It is an urgent global problem that requires concerted efforts from various stakeholders, including governments, civil society, and the scientific community. Epistemic communities play an essential role in articulating the cause-effect relationships of complex problems, helping countries identify their interests, proposing specific policies, and disseminating new ideas that can change behavior patterns and influence international policy coordination (Haas, 1992). One of the epistemic communities that plays a role in encouraging cooperation in dealing with global issues regarding climate change is the Intergovernmental Panel on Climate Change (IPCC). The IPCC is one of the UN bodies established in 1988. It has 195 member countries that are members of a collaboration between environmental scientists, government policy experts, and practitioners tasked with reviewing the science related to climate change (IPCC, n.d.). Its authoritative reports inform international climate change policy and negotiations.

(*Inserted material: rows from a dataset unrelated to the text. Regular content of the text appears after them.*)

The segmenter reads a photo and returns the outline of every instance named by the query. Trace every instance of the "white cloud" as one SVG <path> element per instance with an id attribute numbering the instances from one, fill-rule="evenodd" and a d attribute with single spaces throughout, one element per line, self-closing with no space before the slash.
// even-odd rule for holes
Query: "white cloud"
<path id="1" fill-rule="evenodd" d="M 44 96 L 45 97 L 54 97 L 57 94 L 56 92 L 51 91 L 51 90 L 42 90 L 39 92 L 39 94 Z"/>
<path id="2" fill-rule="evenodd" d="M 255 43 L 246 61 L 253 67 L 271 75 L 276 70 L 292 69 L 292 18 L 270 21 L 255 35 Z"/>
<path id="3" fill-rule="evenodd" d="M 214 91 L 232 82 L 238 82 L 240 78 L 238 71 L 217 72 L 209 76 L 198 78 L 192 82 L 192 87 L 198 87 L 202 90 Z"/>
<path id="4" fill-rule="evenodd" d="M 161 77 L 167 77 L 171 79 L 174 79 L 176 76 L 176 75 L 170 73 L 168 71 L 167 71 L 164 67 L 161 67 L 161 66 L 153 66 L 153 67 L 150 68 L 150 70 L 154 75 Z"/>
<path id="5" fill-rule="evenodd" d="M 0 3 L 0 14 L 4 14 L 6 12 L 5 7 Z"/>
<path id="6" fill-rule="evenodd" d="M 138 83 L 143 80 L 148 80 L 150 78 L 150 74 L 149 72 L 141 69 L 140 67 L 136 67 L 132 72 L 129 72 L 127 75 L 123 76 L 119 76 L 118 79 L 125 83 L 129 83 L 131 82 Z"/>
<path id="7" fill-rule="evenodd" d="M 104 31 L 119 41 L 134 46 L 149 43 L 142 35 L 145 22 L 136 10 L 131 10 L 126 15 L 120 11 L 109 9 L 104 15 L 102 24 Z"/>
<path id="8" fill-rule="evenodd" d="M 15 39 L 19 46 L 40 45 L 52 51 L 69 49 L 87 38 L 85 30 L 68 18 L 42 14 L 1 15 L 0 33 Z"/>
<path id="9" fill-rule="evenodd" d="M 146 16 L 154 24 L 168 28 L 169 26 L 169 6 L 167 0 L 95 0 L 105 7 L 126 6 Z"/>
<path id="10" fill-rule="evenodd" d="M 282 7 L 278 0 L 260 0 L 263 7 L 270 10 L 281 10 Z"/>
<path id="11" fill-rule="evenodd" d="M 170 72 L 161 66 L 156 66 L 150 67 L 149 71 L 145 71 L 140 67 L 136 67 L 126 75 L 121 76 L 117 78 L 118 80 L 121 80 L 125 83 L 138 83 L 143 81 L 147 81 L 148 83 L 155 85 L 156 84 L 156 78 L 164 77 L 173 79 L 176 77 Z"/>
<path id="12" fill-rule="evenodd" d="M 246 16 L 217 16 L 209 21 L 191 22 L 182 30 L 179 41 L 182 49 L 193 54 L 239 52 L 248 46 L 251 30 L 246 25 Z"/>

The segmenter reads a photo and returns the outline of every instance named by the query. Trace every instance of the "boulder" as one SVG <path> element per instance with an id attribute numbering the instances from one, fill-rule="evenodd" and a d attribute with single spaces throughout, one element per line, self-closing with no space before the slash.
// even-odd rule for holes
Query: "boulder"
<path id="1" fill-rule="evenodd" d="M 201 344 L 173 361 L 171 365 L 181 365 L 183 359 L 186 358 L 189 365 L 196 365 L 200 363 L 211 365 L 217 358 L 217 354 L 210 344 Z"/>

The main activities of the IPCC are to prepare assessment reports, special reports, and methodological reports on the scientific, technical, and socio-economic knowledge of climate change, its future impacts and risks, and to propose policy options for mitigating the rate of climate change (IPCC, n.d.). IPCC reports include summaries for policymakers prepared by the authors and approved by the IPCC Plenary Session. They are widely recognized by their member states and the international climate change-focused community (IPCC, n.d.). Throughout five assessment reports so far, and now in its sixth cycle, the IPCC has provided the scientific basis and justification for a global climate change regime centered on the United Nations Framework Convention on Climate Change (UNFCCC) regarding what counts as dangerous human interference in the climate system; and what policy actions and goals the international community needs to implement if the world is to avoid the worst outcomes of climate change (IPCC 1988, 1990, 2007, 2018).

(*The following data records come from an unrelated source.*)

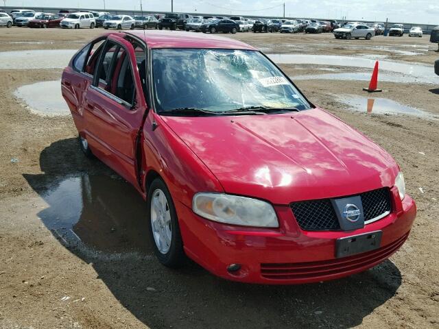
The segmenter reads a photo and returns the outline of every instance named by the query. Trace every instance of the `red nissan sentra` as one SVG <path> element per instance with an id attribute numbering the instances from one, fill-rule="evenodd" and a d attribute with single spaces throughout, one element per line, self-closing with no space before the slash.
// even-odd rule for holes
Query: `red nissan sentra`
<path id="1" fill-rule="evenodd" d="M 394 160 L 251 46 L 108 34 L 62 89 L 82 151 L 146 200 L 166 266 L 186 255 L 229 280 L 312 282 L 372 267 L 409 235 L 416 206 Z"/>

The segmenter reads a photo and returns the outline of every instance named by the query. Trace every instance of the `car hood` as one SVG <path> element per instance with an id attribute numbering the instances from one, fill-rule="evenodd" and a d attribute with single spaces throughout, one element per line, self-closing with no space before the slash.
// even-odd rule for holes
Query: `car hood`
<path id="1" fill-rule="evenodd" d="M 399 171 L 387 152 L 319 108 L 162 118 L 226 193 L 276 204 L 390 187 Z"/>

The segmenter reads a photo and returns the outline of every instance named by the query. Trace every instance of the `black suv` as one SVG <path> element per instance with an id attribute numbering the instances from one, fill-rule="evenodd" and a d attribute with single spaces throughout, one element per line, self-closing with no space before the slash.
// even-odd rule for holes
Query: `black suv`
<path id="1" fill-rule="evenodd" d="M 186 29 L 186 23 L 191 18 L 192 16 L 187 14 L 167 14 L 158 21 L 158 29 Z"/>
<path id="2" fill-rule="evenodd" d="M 217 19 L 200 27 L 200 30 L 203 33 L 230 32 L 235 34 L 239 29 L 239 25 L 230 19 Z"/>
<path id="3" fill-rule="evenodd" d="M 273 25 L 269 19 L 258 19 L 253 24 L 253 32 L 272 32 Z"/>

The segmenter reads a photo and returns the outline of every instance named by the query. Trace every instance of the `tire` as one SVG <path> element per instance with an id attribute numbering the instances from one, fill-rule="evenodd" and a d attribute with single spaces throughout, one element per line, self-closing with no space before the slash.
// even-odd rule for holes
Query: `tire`
<path id="1" fill-rule="evenodd" d="M 80 135 L 78 139 L 80 141 L 80 147 L 81 147 L 81 151 L 82 151 L 82 153 L 84 153 L 84 154 L 85 154 L 85 156 L 86 156 L 89 159 L 93 159 L 95 158 L 95 156 L 91 151 L 91 149 L 90 149 L 88 142 L 87 142 L 86 138 Z"/>
<path id="2" fill-rule="evenodd" d="M 161 178 L 156 178 L 148 189 L 147 217 L 150 237 L 158 261 L 167 267 L 181 266 L 185 255 L 178 219 L 171 194 Z"/>

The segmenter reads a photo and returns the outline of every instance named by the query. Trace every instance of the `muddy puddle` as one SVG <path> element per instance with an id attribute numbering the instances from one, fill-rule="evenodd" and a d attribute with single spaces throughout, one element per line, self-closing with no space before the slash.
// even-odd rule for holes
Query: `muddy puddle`
<path id="1" fill-rule="evenodd" d="M 47 204 L 38 217 L 67 246 L 152 253 L 145 202 L 119 176 L 69 177 L 37 192 Z"/>
<path id="2" fill-rule="evenodd" d="M 372 72 L 344 72 L 340 73 L 322 73 L 290 77 L 293 80 L 344 80 L 370 81 Z M 399 84 L 426 84 L 422 78 L 399 73 L 382 73 L 378 75 L 379 82 Z"/>
<path id="3" fill-rule="evenodd" d="M 277 64 L 300 64 L 327 65 L 335 66 L 350 66 L 373 69 L 375 61 L 359 57 L 339 56 L 331 55 L 303 55 L 303 54 L 270 54 L 268 56 Z M 379 62 L 380 73 L 391 72 L 410 77 L 418 83 L 439 84 L 439 77 L 434 74 L 431 66 L 412 63 L 404 63 L 381 60 Z"/>
<path id="4" fill-rule="evenodd" d="M 336 97 L 336 99 L 338 101 L 348 105 L 353 110 L 368 114 L 405 114 L 430 120 L 439 120 L 438 115 L 434 115 L 386 98 L 359 97 L 355 95 L 346 95 Z"/>
<path id="5" fill-rule="evenodd" d="M 70 114 L 61 95 L 61 81 L 44 81 L 18 88 L 14 95 L 32 113 L 45 116 Z"/>
<path id="6" fill-rule="evenodd" d="M 0 69 L 64 69 L 78 49 L 0 51 Z"/>

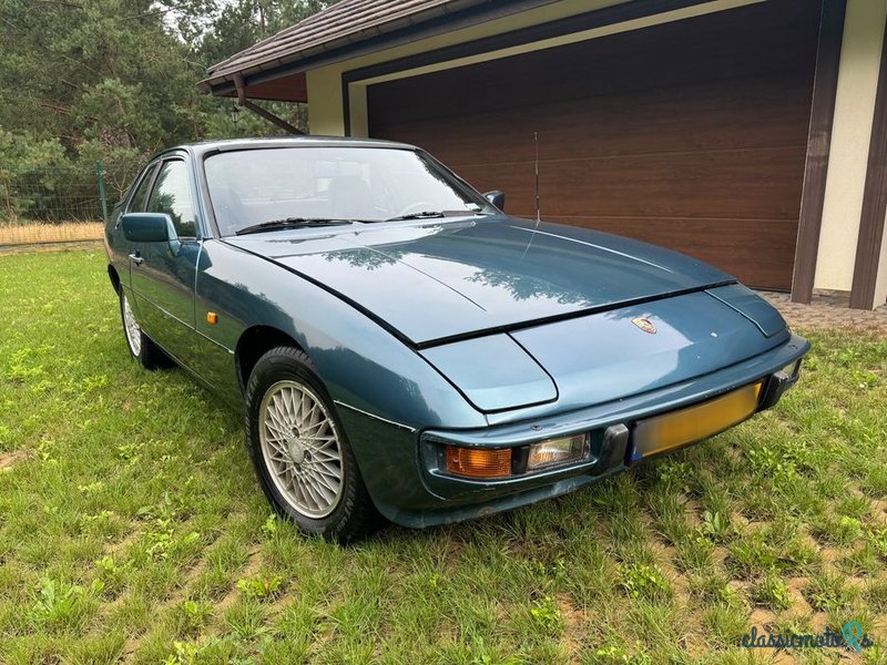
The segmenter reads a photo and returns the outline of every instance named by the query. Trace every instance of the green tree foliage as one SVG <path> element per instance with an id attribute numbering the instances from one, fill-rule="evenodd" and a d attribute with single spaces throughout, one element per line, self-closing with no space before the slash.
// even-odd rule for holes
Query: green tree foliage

The IPCC is widely recognized as the global authority on climate science (Paglia & Parker, 2020). Its assessment reports have provided the scientific foundation for establishing and developing the international climate regime, as the IPCC’s first assessment report (1990) was instrumental in establishing the UNFCCC, the core of global climate change policy (Paglia & Parker, 2020). Many countries refer to the IPCC’s work in their national climate assessments, and the organization’s authoritative reports are crucial in UN climate negotiations. For example, the fifth assessment report (2014) strongly influenced the Paris Agreement’s (2015) goals regarding temperature targets and other fundamental aspects of the agreement (Paglia & Parker, 2020).

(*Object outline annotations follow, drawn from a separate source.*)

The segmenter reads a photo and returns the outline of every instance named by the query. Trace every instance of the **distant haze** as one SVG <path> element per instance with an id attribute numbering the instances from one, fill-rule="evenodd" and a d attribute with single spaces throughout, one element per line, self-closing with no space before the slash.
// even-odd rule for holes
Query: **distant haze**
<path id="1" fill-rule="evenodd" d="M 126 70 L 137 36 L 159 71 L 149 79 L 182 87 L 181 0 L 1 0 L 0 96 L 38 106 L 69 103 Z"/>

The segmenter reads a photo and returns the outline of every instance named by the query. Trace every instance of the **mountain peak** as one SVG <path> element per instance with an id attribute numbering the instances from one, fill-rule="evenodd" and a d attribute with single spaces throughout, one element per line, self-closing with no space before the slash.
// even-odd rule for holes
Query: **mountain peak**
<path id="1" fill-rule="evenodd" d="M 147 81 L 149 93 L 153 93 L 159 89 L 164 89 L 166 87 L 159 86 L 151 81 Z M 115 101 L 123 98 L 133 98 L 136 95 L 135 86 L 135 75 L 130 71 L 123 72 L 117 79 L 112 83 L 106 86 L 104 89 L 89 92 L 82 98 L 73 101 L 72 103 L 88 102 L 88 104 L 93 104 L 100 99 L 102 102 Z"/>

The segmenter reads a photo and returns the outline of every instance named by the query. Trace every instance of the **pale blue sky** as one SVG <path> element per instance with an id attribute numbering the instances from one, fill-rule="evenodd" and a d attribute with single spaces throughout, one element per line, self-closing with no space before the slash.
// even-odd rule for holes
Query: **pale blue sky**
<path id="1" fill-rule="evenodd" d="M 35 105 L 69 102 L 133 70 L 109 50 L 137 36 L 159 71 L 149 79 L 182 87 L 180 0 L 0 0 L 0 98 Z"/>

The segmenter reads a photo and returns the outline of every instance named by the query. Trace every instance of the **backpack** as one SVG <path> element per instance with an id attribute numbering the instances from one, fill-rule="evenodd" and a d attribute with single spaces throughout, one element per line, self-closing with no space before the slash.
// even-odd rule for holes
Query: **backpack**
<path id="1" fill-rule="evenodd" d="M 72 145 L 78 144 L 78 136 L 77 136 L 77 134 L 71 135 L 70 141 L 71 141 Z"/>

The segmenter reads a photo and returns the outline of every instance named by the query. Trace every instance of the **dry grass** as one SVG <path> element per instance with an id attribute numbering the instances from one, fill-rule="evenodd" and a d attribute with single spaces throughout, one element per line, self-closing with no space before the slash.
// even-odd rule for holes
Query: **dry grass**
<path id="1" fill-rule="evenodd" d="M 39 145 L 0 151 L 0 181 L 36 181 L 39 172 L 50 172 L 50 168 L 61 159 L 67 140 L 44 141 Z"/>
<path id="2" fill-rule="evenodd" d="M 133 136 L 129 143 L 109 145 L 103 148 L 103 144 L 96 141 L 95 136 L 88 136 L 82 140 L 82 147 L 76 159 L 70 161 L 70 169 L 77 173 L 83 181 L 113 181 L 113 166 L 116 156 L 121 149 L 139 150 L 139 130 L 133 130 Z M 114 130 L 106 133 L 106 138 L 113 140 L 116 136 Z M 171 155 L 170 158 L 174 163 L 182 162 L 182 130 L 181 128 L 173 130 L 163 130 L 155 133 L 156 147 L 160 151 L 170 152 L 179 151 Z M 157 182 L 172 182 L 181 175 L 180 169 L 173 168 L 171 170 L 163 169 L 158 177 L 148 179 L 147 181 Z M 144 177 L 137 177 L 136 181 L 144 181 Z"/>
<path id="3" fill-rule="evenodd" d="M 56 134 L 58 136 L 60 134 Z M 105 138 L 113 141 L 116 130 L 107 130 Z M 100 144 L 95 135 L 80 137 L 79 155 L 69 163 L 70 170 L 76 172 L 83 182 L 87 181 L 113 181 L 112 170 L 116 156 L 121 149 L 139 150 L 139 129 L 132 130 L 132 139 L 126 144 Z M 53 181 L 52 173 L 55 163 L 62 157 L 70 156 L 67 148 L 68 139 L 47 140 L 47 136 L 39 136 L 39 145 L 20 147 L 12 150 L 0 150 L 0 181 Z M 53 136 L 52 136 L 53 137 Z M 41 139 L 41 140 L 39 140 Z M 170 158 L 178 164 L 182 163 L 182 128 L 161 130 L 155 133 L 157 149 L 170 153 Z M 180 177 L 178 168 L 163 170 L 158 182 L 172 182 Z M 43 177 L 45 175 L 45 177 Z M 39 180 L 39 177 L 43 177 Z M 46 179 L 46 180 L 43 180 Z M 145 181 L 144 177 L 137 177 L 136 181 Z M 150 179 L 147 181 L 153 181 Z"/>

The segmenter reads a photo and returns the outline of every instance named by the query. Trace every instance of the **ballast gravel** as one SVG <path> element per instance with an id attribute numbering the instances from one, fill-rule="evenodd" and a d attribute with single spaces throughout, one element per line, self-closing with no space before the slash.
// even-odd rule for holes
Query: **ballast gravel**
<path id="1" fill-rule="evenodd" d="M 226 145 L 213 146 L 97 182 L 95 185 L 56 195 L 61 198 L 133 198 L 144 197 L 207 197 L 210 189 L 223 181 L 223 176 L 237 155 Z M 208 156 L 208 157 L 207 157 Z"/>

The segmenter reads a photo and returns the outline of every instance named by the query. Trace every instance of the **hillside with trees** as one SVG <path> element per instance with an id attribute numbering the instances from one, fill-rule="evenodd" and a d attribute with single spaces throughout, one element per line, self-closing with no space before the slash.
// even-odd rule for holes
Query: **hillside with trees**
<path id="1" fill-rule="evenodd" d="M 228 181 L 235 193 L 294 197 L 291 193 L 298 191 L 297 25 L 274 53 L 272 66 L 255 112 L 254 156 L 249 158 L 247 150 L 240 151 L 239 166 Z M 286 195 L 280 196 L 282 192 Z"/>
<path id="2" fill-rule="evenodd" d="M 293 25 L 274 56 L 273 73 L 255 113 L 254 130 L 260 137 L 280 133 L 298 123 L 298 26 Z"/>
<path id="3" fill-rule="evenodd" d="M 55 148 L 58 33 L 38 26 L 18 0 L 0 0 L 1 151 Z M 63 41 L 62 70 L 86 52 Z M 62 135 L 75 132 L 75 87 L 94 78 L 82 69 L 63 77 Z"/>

IPCC reports provide information that many countries base on to understand the urgency of and formulate policies related to climate change at the national and international levels. IPCC scientific research offers policy recommendations and helps build international cooperation coalitions to act on climate change. One example is the IPCC report “Renewable Energy Sources and Climate Change Mitigation” (Edenhofer et al., 2012), adopted as a reference for the German government policy “Energiewende” which aims to increase the use of renewable energy and reduce carbon emissions (Clean Energy Wire, n.d.). Germany passed a national climate law in 2019 and amended it in 2021, which sets annual reduction targets for sectors such as industry and transport until 2030 (Appunn et al., 2024). Germany aims to become greenhouse gas neutral by 2045, setting a target to reduce emissions by at least 65% by 2030 (Appunn et al., 2024). Germany’s renewable energy policy, driven by the scientific evidence presented in IPCC reports, has successfully increased the share of renewable energy in its energy consumption and gradually reduced dependence on fossil energy. In addition to Germany, the IPCC encourages policy implementation by other countries and strengthens joint efforts through international cooperation to face the challenges of climate change.